I've got a 15 lbs tank on my 20G that last a lil over a year.


----------



## gBOYsc2 (Nov 26, 2010)

I have a 5lb canister. When I had it on a 50g it was running 3 bps at 20 psi and would last me approximately 4 months.


----------



## virgo888 (Jun 25, 2009)

20g 3-4bps - 10lbs been running for 6+ months. xpect it to last for over 1yr.


----------



## TAB (Feb 7, 2009)

just a FYI, often industrial gas supplers have a trade out deal. just like propane cylinders.

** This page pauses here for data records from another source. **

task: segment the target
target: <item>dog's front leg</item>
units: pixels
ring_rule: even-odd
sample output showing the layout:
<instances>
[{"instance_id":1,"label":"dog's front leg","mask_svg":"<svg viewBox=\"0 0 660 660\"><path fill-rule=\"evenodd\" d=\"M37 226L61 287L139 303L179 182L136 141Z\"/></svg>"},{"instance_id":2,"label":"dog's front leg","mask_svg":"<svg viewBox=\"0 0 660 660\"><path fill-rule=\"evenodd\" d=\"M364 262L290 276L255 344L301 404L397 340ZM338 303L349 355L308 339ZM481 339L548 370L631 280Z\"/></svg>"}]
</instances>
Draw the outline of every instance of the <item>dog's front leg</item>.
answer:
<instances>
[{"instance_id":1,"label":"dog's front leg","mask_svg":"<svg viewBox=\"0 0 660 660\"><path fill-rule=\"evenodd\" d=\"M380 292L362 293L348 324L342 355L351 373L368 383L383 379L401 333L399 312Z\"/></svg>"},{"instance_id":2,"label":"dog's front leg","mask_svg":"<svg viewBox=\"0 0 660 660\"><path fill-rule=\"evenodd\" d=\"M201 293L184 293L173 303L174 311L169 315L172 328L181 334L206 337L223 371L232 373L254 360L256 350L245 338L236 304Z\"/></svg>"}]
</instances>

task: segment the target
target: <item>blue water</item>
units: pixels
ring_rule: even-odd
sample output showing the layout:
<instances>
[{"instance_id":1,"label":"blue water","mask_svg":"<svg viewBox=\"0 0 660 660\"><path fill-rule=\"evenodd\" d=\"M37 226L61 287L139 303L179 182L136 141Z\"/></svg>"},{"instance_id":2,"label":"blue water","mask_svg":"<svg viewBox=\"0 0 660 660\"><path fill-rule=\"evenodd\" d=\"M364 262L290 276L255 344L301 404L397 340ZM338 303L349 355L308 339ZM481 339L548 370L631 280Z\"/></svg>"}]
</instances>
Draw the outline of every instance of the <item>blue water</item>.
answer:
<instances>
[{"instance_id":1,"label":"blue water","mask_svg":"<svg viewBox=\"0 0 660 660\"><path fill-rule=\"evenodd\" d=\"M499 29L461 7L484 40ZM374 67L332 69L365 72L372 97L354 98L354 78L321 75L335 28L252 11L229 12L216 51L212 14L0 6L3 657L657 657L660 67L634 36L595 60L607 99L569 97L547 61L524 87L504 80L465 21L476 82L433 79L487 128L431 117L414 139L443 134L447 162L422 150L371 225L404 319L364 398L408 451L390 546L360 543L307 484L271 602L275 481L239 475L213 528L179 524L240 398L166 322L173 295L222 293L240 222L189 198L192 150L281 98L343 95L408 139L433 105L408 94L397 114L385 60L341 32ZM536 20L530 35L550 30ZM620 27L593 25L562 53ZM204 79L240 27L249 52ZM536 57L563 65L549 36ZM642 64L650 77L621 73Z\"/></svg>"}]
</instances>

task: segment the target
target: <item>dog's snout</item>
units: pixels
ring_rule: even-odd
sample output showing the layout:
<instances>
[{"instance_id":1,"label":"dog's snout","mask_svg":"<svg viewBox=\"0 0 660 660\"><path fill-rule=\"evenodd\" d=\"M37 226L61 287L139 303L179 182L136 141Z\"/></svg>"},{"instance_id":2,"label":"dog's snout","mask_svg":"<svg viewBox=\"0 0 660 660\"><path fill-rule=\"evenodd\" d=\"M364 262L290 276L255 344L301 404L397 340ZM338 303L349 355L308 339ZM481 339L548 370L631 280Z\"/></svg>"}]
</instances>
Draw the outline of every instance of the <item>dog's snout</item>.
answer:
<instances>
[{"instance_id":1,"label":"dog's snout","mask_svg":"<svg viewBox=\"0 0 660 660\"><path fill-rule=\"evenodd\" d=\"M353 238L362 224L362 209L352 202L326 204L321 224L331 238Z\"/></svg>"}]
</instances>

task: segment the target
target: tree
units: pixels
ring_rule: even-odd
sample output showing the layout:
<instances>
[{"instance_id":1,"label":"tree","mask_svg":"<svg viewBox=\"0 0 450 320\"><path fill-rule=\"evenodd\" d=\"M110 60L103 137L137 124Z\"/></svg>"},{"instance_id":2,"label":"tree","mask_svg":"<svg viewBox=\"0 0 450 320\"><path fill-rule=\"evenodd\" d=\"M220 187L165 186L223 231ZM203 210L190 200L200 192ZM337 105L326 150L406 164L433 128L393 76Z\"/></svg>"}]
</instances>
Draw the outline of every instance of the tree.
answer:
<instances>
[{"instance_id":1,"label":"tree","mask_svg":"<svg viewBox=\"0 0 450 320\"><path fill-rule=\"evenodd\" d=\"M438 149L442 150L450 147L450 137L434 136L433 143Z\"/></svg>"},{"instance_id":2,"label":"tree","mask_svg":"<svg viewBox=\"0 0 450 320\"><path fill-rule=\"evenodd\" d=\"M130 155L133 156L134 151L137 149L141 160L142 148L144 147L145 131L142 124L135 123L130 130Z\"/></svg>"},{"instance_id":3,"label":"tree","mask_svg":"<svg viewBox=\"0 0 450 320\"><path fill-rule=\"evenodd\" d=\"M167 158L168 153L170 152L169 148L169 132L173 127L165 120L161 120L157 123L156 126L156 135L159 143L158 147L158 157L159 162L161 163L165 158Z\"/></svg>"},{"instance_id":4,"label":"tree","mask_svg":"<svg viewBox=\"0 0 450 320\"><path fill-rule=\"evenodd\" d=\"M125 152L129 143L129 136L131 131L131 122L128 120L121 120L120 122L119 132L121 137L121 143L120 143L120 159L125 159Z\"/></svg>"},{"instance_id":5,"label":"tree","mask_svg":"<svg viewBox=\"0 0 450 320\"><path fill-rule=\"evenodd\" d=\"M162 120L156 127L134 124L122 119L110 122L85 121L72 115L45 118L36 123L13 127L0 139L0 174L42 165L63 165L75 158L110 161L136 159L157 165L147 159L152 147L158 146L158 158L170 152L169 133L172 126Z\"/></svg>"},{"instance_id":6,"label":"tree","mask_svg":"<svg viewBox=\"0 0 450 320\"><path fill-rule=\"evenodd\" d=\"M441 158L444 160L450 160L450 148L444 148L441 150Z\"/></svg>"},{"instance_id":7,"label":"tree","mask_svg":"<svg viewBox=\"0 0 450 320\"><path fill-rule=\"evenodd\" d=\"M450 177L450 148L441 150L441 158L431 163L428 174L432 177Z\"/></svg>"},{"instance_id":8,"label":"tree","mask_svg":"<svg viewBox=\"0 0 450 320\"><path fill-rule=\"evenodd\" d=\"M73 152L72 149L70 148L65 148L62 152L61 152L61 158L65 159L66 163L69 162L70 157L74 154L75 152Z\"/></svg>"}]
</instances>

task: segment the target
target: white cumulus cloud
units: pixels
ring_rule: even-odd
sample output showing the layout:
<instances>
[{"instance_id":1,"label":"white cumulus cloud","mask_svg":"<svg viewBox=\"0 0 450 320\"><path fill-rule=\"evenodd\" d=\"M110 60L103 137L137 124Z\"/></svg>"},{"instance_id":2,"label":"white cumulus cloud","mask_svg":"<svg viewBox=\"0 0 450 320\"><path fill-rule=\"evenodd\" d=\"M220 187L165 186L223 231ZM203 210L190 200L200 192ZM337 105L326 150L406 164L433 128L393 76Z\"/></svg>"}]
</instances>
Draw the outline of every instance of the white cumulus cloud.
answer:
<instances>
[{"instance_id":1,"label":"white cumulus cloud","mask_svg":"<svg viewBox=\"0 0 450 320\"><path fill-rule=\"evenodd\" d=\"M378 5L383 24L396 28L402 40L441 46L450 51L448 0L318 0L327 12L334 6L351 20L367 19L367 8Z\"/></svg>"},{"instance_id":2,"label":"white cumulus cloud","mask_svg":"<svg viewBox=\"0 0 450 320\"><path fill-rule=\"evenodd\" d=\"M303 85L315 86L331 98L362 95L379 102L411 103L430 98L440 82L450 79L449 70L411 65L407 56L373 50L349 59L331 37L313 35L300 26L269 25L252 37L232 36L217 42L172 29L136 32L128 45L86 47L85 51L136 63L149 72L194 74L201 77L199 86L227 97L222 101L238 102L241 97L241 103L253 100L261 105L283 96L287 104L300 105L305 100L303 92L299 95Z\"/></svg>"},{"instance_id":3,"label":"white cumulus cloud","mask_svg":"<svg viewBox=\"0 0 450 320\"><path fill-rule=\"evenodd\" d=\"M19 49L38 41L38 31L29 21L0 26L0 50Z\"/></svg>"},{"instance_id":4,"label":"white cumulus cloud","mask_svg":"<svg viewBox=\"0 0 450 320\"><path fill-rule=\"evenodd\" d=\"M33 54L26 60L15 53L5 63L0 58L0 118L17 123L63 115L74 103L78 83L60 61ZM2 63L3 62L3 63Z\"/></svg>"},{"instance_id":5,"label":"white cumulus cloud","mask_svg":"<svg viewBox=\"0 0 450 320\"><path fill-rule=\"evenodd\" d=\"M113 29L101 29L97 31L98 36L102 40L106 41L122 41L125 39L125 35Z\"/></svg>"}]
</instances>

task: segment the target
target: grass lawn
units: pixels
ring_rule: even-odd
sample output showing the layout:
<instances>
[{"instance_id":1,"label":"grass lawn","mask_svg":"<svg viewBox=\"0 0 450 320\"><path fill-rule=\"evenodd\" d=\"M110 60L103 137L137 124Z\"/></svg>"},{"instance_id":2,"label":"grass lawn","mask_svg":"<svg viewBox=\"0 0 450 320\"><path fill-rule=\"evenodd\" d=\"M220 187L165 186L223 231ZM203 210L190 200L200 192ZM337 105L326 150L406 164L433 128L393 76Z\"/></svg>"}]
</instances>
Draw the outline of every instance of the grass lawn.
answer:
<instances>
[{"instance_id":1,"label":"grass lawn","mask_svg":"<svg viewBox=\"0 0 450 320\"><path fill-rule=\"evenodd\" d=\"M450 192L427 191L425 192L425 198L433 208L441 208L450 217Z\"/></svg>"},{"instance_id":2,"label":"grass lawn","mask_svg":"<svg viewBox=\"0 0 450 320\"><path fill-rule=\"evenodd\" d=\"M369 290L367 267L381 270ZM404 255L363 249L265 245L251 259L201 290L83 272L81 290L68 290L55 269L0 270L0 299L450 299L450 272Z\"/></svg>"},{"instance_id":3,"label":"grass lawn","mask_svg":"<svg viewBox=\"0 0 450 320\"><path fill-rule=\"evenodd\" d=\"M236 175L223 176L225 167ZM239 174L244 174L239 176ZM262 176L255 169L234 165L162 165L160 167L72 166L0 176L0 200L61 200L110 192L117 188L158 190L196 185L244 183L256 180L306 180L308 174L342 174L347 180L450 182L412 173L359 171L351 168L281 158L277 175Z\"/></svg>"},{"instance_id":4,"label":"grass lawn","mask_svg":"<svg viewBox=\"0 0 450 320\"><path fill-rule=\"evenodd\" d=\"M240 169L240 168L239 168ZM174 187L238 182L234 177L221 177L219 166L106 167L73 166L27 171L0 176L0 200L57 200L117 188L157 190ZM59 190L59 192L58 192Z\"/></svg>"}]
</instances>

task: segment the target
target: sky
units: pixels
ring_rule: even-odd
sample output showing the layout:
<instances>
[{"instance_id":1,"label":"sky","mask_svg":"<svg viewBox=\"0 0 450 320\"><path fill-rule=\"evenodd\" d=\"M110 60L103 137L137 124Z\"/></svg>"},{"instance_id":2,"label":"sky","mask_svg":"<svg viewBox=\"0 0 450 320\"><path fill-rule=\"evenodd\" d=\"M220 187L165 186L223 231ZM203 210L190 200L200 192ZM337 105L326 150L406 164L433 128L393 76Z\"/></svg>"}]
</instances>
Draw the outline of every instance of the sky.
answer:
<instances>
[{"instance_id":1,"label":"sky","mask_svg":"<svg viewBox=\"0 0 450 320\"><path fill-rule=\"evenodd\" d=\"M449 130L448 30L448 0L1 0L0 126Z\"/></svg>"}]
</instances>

Its often the best deal you can find.


----------



## gerryd (Jul 6, 2010)

Hi,

I purchased a used 10 lb from a welding supply/c02 refill outfit. Filled, inspected for $60. Was NOT nice and shiny, but it works fine.


----------



## Newt (Apr 1, 2004)

Fire Extinguisher shops tend to be the cheapest place to get refills.
It is much cheaper to fill a 20 lb tank. Its a few dollars more than a 5 lb tank. The CO2 is cheap, the labor cost isnt.


----------



## Ceiji (Aug 5, 2010)

cost me $24 to swap out a 5lb and $30 to swap 20lb


----------



## gBOYsc2 (Nov 26, 2010)

Newt said:


> Fire Extinguisher shops tend to be the cheapest place to get refills.
> It is much cheaper to fill a 20 lb tank. Its a few dollars more than a 5 lb tank. The CO2 is cheap, the labor cost isnt.


This vary's everywhere. I have a member on a local forum that lives about 4 hours from where I live and has to pay $45 to fill a 5 lb canister and claimed it is chaper to do a 20. In my case it only costs about $15 to fill a 5 lb canister.

Do you research on price refills before you purchase a tank. Generally though I would get the largest tank I can fit under my stand so that you have to fill it less often.


----------



## ray-the-pilot (May 14, 2008)

Zabman14u said:


> just curious as to how big of a bottle does everyone run and how long it lasts. i am in the market for CO2 bottles as i would like to get away from my DIY deal. i currently have a 30 gal med planted tank and was wondering what everyone else has


I am really amazed how much people are paying for CO2!

I have two five pound tanks and it costs $12 to fill one up at a local welding supply place.

In my 50 gal tank 5# lasts about 5 months. I have a CO2 controller that is on 24/7.


----------